Les années 30 allaient mettre un terme à sa munificence. En 1935, lorsqu’à 52 ans il revient à New York, on le reçoit comme une star. Il est au sommet de sa gloire, mais à Salzbourg, la ville où il s’est établi avec sa première femme, des nazis commencent à brûler ses livres, la presse juive lui reproche de collaborer avec Richard Strauss, le président de la Chambre de la musique du régime hitlérien. Zweig est un pur apolitique, un être bon, aérien et naïf. Aux journalistes américains qui le pressent de questions sur l’Allemagne d’Hitler, il dit : « Nous vivons une époque où les masses se méfient des intellectuels; or, être intellectuel c’est être juste, comprendre son opposant, donc affaiblir la conviction que l’on a raison ». On croit entendre Kafka qui a écrit : « Dans le combat entre toi et le monde seconde le monde ». Pour Zweig, qui sera confronté à ce que Kafka n’a pas connu, ce sera vite le désespoir. Après sa vie menée dans le papier de soie, ce sera dès lors la tristesse sans fin que le véronal seul apaisera.

En 1938, revenu à New York à 57 ans, neuf mois après l’Anschluss (l’entrée de l’armée nazie en Autriche), séparé d’avec sa femme, constatant qu’en Europe la vie spirituelle et culturelle est bafouée, barrée, que le peuple juif est malmené (il ne sait pas, ne saura jamais que ses coreligionnaires sont destinés à faire face à la Shoah), il goûte, amèrement mais toujours dans la nuance, ses derniers instants de célébrité (2 400 personnes l’applaudissent à Carnegie Hall) et il déclare à un journaliste (qui se trouve être l’amant de Klaus Mann) : « Il y a un plaisir mystérieux à préserver sa raison et son indépendance spirituelle à une époque où règnent la confusion et la folie ».

Pour écrire Le monde d’hier, il ne peut rester à New York et mener une vie mondaine (parmi les réfugiés et le gratin américain qui veulent le fréquenter), il va partir avec sa secrétaire, devenue sa deuxième femme, Lotte, pour s’établir à Ossining, la ville où se trouve la prison de Sing Sing (pour les amateurs de Mad Men, celle de la famille de Don Draper), mais au bout de six mois il fuit encore, les nouvelles de la guerre l’effraient, il craint un débarquement allemand aux États-Unis, ce sera Rio avec sa machine à écrire sur la table de nuit de l’hôtel Wyndham (il écrit à la main, sa femme tape), de longues heures d’écriture quotidienne, souvent nocturne.

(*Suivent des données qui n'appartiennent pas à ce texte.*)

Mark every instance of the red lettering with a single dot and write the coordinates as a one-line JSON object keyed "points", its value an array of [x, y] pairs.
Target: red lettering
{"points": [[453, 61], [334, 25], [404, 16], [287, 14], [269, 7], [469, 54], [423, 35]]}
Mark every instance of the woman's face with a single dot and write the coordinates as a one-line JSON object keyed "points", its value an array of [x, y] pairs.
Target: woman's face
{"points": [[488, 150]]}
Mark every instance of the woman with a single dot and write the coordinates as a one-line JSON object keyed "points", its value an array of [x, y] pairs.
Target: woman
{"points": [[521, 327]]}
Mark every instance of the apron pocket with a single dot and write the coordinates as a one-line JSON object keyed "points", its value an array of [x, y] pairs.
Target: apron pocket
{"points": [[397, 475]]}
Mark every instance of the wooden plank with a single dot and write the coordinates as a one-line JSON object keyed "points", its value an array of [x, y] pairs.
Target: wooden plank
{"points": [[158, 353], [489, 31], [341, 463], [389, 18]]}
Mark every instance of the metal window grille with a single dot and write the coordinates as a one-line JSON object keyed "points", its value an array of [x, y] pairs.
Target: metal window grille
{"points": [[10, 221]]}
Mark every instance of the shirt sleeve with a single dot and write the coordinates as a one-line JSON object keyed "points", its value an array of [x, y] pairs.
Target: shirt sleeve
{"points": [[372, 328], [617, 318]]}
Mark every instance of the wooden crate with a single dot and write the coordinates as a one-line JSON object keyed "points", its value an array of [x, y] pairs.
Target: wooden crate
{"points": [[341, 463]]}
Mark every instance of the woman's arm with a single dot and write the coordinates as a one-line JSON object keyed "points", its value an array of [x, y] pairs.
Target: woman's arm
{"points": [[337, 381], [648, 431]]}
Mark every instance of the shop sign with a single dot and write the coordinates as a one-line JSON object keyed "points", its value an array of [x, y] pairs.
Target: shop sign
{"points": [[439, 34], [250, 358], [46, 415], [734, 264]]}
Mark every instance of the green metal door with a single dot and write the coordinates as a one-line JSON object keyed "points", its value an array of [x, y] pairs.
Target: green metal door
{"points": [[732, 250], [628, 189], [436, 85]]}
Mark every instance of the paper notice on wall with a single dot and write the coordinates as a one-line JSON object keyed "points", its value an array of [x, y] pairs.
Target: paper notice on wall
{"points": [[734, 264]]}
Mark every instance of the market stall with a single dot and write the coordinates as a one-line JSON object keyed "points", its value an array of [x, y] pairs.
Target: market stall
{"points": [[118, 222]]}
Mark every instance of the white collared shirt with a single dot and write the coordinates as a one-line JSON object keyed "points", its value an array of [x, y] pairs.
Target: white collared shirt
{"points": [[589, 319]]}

Prochnik, remarquable biographe tout en attention, a lu les multiples correspondances de Zweig, il a réfléchi en connaissance de cause (son père ayant affronté l’exil). Il décrit ainsi ce dernier livre : « une bouteille jetée à la mer de l’avenir ». C’est une profession de foi humaniste. Zweig rêvait d’une république mondiale, il pensait pis que pendre des nationalismes (« cette pestilence des pestilences »), c’était comme son ami Romain Rolland un pacifiste radical mais, surtout, un esprit romantique qui regardait une dernière fois le monde dans lequel il avait été heureux mais sans savoir si, de ses décombres, naîtrait un monde à nouveau humain.

Lisons-le : « La terre avait appartenu à tous les hommes. Chacun allait où il voulait et y demeurait aussi longtemps qu’il lui plaisait. On montait dans le train, on en descendait sans rien demander, sans qu’on vous demandât rien. On n’avait pas à remplir une seule de ces mille formules et déclarations qui sont aujourd’hui exigées ». Hannah Arendt fut cinglante en parlant du Monde d’hier, Zweig selon elle n’avait pas su voir la plaie la plus menaçante de l’après-Première Guerre mondiale, celle du chômage. Sur son Olympe, Zweig aurait-il été insensible aux pauvres gens?